EUでは、2018年5月25日にGDPRが施行されました。5月に入ってから、様々な企業からプライバシーポリシーの改定について案内が多数届いていますね。
このGDPRって日本のブロガーには関係ないと思っていませんか?
実は、日本にも影響がある場合があります。
だからといってどうすればいいんだろうなんて悩む必要はありません。
やるべきことは2つ。
- 個人情報を適切に管理すること
- プライバシーポリシーに、個人データの利用を分かりやすく記載すること
これさえできていれば個人ブログはOKです!
難しくて何のことか理解できないという方に向けて、GDPRについて簡単にまとめてみました。

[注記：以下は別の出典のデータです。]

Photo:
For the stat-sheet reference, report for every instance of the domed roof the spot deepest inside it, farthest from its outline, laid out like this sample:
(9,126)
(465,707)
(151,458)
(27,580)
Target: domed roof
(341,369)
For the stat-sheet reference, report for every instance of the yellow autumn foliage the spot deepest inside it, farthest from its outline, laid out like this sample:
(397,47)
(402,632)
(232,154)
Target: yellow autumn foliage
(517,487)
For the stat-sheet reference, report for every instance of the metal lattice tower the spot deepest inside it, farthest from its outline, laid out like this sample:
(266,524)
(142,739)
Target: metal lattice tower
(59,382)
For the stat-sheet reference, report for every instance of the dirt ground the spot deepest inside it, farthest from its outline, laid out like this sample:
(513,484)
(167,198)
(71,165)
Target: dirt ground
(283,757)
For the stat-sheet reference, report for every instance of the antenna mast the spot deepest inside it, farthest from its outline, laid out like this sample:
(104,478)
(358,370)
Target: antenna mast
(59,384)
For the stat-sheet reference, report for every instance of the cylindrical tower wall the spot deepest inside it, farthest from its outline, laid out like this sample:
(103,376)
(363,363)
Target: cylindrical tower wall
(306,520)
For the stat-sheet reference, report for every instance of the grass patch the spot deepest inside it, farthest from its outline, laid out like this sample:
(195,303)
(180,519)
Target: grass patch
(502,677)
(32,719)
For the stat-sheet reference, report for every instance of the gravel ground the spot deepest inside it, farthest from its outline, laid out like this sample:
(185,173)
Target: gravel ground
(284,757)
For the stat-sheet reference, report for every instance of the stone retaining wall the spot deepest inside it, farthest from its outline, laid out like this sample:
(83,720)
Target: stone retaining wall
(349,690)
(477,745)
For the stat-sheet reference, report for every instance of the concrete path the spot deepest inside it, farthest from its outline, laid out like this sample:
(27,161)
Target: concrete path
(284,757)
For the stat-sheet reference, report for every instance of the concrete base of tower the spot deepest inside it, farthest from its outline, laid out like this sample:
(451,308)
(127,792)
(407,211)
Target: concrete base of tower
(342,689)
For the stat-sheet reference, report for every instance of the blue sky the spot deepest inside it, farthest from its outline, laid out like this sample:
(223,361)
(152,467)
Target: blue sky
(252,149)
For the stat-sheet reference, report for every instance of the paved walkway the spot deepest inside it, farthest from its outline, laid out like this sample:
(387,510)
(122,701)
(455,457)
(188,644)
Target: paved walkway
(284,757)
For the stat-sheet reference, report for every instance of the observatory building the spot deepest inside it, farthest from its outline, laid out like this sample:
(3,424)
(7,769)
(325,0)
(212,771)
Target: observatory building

GDPRについて、施行された5月時点での情報をもとにまとめました。GDPRは施行されたばかりで、解釈の仕方が抽象的な部分、分かれる部分など多数あります。最新の判例や情報収集を行っていただくようご注意ください。
GDPR(EU一般データ保護規則)とは
GDPR(EU一般データ保護規則)は個人データの保護を目的とした法律です。個人データの適切な管理が求められており、違反すると高額な罰金が科せられます。
GDPRのポイントは3つ。
- 公開情報をわかりやすく表現しているか
- 個人データを扱う企業の事業部門(担当)が対策を取っているか
- 個人情報漏えいなど事故発生時に72時間以内に報告できるか
GDPR(一般データ保護規則)の前進は、1995年にEUで採択され日本の個人情報保護法にも影響を与えた「データ保護指令」です。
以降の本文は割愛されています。